City and state officials on Tuesday will ceremonially launch the Inland Northwest Gigapop, a $2.5 million project that may tie area universities, schools and hospitals already connected to high-speed fiber-optic networks to national and international high-performance networks. Project advocates bill the link as promoting research and, eventually, driving economic development.


If the Internet is an "information superhighway," the Inland Northwest Gigapop is akin to a private autobahn. It can transmit data at 10 gigabits per second — fast enough to send the contents of a 25 gigabyte Blu-ray disc in 20 seconds — but will be restricted to institutions that get clearance from project administrators at the University of Washington.

The link has been operational for about a month, said Clare Donahue, UW's assistant vice president for networking.

"When we light something, we test it for a long time before we put anything on it," she said.

It may be three or more years, however, before more businesses get involved, said Robin Toth, director of business development for Greater Spokane Inc.

The fiber-optic connection runs several hundred miles between a hub run by Pacific Northwest Gigapop, a nonprofit administered by UW, and the U.S. Bank Building in Spokane, where it is routed to nodes at the Wells Fargo Bank building, Eastern Washington University's Riverpoint Campus and the Liberty Lake Internet Exchange.

The project received about $1.5 million in federal grant money and $1 million from the state, officials said. It came about through a collaboration among the city, UW, Pacific Northwest National Laboratory, Greater Spokane Inc., area universities, Sirti and others.
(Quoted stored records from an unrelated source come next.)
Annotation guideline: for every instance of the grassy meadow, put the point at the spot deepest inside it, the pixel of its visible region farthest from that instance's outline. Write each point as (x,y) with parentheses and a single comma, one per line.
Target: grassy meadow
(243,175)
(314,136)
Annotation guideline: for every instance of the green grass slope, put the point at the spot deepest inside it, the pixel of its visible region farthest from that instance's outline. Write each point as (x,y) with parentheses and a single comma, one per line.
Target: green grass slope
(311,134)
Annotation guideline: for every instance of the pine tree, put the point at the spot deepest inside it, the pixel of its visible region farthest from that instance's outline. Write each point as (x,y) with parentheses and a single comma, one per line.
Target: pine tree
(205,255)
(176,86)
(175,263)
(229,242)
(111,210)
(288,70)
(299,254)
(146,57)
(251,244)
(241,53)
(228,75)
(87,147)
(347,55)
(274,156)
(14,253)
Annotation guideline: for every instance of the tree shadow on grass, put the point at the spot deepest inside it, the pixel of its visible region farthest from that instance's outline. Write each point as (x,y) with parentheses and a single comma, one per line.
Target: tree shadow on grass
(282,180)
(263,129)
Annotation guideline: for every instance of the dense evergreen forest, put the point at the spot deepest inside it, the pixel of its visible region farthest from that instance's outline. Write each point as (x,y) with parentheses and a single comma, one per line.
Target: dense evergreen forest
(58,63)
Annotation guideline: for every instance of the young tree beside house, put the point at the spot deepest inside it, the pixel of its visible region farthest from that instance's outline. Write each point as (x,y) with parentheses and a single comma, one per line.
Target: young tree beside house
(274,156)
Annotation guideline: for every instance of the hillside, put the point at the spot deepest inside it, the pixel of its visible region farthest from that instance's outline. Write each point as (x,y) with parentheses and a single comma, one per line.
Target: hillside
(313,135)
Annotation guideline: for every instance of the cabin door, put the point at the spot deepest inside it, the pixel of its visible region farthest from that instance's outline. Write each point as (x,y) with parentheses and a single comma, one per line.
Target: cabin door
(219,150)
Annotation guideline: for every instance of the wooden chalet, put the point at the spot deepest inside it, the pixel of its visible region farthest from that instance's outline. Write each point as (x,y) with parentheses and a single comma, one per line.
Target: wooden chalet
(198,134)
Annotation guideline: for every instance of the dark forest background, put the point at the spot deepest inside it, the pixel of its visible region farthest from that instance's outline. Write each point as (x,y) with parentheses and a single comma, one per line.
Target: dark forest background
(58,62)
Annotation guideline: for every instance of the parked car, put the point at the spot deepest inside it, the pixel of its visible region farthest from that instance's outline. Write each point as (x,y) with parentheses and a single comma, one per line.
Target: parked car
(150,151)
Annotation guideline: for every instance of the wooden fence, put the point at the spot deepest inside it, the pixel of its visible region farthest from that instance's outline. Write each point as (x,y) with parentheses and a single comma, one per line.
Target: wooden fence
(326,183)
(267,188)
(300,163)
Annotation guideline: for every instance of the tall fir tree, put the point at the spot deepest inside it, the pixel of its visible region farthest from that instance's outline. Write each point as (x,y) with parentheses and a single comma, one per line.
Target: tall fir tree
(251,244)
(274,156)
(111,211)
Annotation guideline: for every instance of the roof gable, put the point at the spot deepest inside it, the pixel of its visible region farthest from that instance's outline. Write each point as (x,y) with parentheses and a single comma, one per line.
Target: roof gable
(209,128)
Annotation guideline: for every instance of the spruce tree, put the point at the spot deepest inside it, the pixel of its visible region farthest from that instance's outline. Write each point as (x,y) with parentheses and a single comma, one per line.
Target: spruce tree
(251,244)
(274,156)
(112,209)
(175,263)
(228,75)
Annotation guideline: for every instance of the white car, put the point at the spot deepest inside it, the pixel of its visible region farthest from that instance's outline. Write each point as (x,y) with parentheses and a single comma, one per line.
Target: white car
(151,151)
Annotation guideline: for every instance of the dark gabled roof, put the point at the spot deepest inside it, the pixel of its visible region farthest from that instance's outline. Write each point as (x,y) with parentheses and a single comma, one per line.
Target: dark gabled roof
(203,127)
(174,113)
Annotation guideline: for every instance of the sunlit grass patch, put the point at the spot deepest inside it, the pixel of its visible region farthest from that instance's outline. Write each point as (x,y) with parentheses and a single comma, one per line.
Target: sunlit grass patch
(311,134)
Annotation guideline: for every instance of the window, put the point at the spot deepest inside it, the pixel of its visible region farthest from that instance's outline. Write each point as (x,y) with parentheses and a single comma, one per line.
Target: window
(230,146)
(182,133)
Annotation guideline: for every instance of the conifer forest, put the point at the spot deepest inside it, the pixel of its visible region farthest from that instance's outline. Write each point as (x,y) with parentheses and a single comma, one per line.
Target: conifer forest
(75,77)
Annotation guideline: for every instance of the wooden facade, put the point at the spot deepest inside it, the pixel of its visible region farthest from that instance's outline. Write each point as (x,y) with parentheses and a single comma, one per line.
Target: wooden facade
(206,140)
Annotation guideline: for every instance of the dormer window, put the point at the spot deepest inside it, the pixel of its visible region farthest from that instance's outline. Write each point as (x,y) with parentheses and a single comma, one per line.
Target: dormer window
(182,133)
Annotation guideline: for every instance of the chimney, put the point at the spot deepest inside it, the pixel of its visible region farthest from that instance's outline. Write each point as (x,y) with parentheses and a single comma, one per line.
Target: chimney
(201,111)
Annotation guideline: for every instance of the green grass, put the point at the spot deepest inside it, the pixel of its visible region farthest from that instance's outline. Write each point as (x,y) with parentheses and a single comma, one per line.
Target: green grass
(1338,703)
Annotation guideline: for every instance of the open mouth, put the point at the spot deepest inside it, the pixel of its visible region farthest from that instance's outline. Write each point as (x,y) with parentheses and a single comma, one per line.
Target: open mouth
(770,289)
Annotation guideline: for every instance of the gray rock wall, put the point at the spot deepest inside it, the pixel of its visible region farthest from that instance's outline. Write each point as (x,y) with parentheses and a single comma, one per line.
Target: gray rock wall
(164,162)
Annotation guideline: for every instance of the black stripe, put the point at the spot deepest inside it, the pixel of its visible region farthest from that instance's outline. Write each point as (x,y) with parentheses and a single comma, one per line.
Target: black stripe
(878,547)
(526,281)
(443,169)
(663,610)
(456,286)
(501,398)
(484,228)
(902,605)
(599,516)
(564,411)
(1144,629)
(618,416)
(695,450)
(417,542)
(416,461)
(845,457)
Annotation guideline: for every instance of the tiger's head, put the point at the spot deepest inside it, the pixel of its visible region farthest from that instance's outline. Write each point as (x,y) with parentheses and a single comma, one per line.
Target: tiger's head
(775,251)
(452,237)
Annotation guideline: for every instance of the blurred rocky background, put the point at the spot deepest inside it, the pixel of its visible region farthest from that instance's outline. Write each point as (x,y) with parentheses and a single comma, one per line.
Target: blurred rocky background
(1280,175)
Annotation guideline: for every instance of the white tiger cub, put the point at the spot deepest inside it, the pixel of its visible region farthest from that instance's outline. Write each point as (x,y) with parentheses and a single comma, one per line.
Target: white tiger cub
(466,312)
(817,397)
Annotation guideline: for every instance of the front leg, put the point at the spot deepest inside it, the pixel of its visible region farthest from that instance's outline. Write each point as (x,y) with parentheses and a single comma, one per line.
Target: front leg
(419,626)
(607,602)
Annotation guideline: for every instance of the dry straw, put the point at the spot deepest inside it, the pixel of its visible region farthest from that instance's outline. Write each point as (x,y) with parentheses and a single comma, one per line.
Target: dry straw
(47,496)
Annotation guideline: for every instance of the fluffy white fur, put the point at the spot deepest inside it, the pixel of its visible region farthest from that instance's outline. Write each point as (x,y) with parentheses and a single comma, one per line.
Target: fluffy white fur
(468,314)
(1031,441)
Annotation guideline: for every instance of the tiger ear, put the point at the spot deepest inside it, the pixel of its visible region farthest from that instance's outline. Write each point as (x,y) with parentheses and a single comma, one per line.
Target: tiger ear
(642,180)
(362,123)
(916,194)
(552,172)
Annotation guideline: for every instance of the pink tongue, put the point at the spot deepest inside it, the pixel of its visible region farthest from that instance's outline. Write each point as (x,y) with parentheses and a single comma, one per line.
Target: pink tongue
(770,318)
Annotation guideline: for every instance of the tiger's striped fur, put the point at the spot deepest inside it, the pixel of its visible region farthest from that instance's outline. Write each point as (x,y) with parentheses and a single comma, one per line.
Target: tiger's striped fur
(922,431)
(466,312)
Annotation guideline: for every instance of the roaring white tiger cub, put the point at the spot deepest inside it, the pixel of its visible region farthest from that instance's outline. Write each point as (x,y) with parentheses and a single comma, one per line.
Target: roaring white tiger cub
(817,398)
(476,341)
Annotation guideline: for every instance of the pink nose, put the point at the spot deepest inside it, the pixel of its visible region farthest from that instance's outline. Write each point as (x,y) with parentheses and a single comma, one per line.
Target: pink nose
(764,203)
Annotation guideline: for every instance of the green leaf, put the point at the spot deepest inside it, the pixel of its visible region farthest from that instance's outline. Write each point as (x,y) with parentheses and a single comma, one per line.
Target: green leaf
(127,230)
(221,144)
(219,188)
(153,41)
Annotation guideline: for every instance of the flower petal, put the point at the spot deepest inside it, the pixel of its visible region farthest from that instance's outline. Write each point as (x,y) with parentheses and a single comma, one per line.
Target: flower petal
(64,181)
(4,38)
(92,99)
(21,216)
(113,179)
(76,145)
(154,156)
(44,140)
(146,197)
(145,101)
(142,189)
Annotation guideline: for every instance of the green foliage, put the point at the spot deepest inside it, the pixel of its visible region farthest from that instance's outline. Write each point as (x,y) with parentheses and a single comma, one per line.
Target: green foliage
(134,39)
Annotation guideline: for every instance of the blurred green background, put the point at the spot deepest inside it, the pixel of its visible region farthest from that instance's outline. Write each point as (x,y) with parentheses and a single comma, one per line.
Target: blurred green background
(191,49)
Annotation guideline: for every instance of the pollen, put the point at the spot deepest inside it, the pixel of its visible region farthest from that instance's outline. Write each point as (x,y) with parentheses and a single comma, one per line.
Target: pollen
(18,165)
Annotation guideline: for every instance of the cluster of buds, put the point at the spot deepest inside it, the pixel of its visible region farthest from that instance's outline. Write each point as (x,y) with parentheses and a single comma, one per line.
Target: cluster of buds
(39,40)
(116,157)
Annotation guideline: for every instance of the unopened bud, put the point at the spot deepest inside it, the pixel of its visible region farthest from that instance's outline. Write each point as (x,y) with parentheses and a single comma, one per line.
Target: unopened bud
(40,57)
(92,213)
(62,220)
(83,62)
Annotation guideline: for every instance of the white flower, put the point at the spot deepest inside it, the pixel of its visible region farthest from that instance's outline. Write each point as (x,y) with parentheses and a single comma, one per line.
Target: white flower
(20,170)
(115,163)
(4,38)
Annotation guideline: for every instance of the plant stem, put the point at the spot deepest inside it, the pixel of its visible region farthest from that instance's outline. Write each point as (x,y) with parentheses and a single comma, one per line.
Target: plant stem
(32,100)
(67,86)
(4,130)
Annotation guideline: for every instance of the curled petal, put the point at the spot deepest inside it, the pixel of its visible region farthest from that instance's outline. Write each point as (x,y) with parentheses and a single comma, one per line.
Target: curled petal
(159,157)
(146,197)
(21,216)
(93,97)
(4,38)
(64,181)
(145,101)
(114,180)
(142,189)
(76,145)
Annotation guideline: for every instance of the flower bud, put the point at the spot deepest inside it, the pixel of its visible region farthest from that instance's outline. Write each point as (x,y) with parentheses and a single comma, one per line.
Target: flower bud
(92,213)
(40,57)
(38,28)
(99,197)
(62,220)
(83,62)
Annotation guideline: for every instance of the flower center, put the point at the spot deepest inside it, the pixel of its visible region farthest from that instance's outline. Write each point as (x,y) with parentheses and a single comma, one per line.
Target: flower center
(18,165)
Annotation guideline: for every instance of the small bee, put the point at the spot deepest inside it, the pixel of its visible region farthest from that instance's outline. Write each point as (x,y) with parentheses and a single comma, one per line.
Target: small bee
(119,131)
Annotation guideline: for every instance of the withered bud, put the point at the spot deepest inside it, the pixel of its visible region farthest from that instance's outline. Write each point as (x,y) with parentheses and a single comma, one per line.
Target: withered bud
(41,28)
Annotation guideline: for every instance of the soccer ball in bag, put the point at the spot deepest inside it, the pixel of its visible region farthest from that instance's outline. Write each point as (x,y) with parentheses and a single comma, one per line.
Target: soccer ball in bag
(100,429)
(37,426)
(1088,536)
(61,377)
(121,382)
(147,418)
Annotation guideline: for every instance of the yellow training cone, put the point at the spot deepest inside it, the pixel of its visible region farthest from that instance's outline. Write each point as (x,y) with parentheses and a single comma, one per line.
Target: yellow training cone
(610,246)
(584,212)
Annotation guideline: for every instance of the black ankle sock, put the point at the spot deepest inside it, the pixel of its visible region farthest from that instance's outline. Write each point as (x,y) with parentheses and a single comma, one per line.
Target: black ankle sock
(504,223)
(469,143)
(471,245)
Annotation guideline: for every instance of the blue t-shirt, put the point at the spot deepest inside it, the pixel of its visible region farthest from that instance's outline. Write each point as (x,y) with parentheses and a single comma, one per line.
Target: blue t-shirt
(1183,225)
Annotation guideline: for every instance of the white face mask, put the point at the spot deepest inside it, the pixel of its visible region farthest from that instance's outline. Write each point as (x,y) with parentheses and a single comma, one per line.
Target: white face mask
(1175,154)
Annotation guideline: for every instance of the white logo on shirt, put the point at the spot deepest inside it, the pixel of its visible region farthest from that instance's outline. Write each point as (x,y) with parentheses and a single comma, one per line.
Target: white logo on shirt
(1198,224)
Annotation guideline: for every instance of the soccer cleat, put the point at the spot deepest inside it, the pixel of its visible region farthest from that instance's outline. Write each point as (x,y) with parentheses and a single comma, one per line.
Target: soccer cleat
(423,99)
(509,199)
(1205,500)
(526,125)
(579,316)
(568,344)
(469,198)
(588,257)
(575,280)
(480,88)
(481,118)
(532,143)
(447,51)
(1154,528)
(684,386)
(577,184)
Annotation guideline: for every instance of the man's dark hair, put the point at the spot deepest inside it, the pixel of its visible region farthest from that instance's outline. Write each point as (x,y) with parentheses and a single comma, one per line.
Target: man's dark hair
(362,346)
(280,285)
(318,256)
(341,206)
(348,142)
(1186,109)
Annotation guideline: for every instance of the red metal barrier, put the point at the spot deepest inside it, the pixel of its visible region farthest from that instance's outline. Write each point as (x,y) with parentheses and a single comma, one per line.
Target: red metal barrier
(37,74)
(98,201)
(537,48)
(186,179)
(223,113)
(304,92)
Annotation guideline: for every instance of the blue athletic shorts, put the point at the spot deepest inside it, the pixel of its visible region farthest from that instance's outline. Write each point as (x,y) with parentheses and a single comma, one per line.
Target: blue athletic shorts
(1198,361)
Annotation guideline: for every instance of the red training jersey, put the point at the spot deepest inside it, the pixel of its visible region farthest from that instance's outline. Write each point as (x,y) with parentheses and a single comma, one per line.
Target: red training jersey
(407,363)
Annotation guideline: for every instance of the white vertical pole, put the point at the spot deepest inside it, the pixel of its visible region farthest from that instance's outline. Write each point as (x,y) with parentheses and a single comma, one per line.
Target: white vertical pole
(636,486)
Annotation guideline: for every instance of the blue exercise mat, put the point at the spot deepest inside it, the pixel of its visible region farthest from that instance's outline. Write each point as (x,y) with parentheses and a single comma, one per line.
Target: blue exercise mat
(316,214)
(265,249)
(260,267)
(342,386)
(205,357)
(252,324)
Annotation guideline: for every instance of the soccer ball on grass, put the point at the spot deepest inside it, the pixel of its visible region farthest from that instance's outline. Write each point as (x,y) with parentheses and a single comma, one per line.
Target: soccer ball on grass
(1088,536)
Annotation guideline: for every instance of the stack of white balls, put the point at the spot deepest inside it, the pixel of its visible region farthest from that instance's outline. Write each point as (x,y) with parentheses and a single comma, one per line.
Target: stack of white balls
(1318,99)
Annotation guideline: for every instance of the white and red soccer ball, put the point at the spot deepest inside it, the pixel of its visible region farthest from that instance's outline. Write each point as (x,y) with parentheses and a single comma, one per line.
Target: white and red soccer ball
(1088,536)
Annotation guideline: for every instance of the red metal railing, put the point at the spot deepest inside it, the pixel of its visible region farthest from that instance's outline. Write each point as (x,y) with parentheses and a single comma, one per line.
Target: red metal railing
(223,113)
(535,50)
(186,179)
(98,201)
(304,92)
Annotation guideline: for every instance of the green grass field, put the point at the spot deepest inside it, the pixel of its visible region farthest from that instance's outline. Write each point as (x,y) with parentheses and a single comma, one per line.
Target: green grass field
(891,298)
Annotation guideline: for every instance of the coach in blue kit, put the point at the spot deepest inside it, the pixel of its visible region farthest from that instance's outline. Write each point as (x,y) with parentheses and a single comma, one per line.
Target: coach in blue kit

Creating the link required activating unused fiber-optic cable and creating nine "huts" along the route to amplify the signal, Donahue said.

The signal speed later could be boosted to as much as 320 gigabits per second by transmitting data on multiple wavelengths of light. Typical T1 lines only support transfers of about 1.5 megabits per second.

The four-year-old Virtual Possibilities Network already ties universities, local school districts, Sirti and Inland Northwest Health Services through a fiber-optic network meant to foster collaboration and economic growth. The new Spokane-Seattle link may extend that connectivity.

"It's sort of a big convergence," said Steve Simmons, director of the Center for Network Computing and Cyber Security at EWU.

Pacific Northwest Gigapop also runs similar nodes in Portland and Anchorage. It provides access to networks such as National LamdaRail and the education-only Internet2."I think you will see heavy usage of that network almost immediately," Octavio Morales, one of four partners at the Liberty Lake Internet Exchange (LLIX), said of the Gigapop.

The Gigapop could be used for data-mining and video-intensive applications. It also may help LLIX, which provides servers and generators for information backup, better serve customers by allowing them to backup data at LLIX, he said.

Simmons foresees using the link for an ongoing project to conduct remote music rehearsals. A professor of computational chemistry, for example, might use it to send data modeling how molecules interact to a supercomputer at PNNL, Simmons said.

"Basically, the science community has sort of percolated up to where it has stuff ready to go," Simmons said, although he added it might take months to clear administrative hurdles for his project.

The Gigapop project also could help incubator development and telemedicine, Donahue said.

"You have institutions in the Spokane area that might want to send radiological images which take up a lot of bandwidth or other medical information, and this is a good way to do it," she said, noting that INHS has expressed interest in the Gigapop.